Gay and lesbian students kiss in front of protestors from the Westboro Baptist Church at Oberlin College, in 2000. Ohio lawmakers are pushing for three bills to protect LGBTQ people from discrimination and hate crimes. Paul M. Walsh

As students head back into the classroom to start a new year, some of them are forging a new life.

Students may be coming out for the first time, switching schools for more of an inclusive environment, returning to a hoard of classmates in a classroom they never felt safe in the year prior, or learning to understand their LGBTQ peers as an ally.

Regardless of the circumstances surrounding students and their return to school this year, the Human Rights Campaign (HRC) has suggested a few tips to help keep the kids in the education game – as their whole selves.

Make the lesson plan inclusive – It’s suggested that teachers take the time to get to know their students and appreciate them for their individual needs. Teachers can start the year off on the right foot by teaching students how to be allies and learning about what makes each child special.

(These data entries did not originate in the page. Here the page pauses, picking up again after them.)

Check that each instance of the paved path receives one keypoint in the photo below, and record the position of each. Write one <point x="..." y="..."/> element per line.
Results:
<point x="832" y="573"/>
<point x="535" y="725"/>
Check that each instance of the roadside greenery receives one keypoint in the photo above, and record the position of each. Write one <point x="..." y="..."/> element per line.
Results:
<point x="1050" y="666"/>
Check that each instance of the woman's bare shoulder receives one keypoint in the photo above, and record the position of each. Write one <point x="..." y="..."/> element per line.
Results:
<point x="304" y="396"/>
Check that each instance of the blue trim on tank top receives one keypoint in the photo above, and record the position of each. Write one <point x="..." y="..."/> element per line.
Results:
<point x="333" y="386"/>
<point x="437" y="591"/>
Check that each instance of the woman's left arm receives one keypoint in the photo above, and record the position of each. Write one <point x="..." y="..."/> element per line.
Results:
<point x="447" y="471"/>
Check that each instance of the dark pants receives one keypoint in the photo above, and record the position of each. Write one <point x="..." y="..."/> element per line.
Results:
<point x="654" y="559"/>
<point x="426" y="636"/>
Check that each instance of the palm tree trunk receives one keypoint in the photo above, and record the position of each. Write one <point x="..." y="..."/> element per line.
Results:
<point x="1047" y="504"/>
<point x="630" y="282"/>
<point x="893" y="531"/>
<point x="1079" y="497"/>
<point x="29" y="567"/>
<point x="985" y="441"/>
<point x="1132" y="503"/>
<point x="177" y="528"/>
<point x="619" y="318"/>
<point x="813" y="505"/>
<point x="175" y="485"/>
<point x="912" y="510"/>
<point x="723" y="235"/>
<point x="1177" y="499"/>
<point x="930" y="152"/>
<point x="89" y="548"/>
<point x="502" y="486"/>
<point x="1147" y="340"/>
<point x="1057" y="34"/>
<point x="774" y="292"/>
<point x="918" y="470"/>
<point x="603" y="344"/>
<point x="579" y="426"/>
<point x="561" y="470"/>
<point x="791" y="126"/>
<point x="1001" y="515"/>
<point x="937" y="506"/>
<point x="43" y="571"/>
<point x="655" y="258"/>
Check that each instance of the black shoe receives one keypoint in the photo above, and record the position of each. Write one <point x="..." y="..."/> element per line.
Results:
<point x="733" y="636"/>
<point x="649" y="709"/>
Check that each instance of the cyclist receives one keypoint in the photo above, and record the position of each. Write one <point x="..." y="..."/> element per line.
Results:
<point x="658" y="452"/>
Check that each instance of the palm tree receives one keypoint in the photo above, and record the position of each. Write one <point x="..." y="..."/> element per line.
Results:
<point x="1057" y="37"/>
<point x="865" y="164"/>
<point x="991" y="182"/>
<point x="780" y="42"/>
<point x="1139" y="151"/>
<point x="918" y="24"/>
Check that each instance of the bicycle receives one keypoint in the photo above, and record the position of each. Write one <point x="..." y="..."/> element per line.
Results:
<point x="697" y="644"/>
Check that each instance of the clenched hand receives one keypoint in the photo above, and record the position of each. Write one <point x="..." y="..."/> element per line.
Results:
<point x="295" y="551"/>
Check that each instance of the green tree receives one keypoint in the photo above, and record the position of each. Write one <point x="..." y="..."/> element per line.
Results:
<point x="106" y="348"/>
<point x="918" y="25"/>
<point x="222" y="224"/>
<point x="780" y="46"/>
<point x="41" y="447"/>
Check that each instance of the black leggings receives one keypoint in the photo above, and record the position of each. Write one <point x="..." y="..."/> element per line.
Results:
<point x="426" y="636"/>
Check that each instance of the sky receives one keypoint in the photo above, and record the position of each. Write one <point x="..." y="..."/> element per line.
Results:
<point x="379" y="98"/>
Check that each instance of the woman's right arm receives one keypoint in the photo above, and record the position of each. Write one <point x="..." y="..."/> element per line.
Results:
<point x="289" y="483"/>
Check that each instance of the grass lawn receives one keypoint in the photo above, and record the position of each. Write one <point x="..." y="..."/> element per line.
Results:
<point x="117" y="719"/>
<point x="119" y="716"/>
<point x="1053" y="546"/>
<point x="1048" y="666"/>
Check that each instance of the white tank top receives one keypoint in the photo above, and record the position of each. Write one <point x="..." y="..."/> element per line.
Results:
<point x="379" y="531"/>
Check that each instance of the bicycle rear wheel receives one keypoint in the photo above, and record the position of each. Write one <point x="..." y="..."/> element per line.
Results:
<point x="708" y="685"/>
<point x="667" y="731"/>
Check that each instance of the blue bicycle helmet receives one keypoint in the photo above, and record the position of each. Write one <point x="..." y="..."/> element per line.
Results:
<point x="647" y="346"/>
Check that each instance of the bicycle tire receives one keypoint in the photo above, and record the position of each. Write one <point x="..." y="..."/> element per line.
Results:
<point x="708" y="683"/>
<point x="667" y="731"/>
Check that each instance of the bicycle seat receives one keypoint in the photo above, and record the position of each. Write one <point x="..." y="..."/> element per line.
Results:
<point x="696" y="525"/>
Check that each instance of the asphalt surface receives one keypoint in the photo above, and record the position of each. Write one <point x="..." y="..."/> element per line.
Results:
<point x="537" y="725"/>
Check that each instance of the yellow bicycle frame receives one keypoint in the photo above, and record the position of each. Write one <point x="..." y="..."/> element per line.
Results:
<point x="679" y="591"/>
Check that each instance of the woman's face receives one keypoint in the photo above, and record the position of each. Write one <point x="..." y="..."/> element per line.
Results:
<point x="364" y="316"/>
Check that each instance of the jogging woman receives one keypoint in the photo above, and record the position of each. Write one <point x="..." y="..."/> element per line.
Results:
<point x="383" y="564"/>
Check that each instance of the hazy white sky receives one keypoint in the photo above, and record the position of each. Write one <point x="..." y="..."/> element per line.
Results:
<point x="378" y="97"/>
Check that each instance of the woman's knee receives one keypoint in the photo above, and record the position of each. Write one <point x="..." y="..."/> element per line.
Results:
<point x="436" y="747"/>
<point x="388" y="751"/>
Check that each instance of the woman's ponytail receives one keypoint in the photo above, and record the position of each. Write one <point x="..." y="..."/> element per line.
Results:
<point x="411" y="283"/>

Make everything gender-neutral – Ditch the pink and blue. Stop making cubbies for boys and girls and divide these special spaces by numbering or lining them up by birth month, color of clothing or alphabetically by name.

Stop it already with the gender – Instead of calling students “boys and girls,” try using non-gendered terms like “students,” “scholars” or “friends.” This shows the attempt to be more inclusive of all identities in the classroom.

Embrace the teachable moments – Educators can practice how to respond when they hear students say things like, “That’s gay!” or “You act like a girl!” or “You’re not a real family because you don’t have a dad!” Be prepared to interrupt mean teasing about a child’s identity or their family.

Prevent bullying – Educators must ensure that bullying policies specifically name groups that are disproportionately bullied or harassed, and then make it clear to students that this means no put-downs about who someone is or who their family is. Preventing bias-based bullying starts on day one.

Announce a safe space – Making it known that the classroom is a safe space will go a long way in setting the tone for the year ahead. Since most classrooms have a variety of displays, why not switch out the apples and school buses for a display that shows diverse family structures and people of different races, gender expressions and abilities? Use slogans that encourage respect for all people. For an easy visual, print a Welcoming Schools safe school sign.

Regardless of the type of structure planned for welcoming students back into the classroom, a little effort ahead of the first day will go a long day.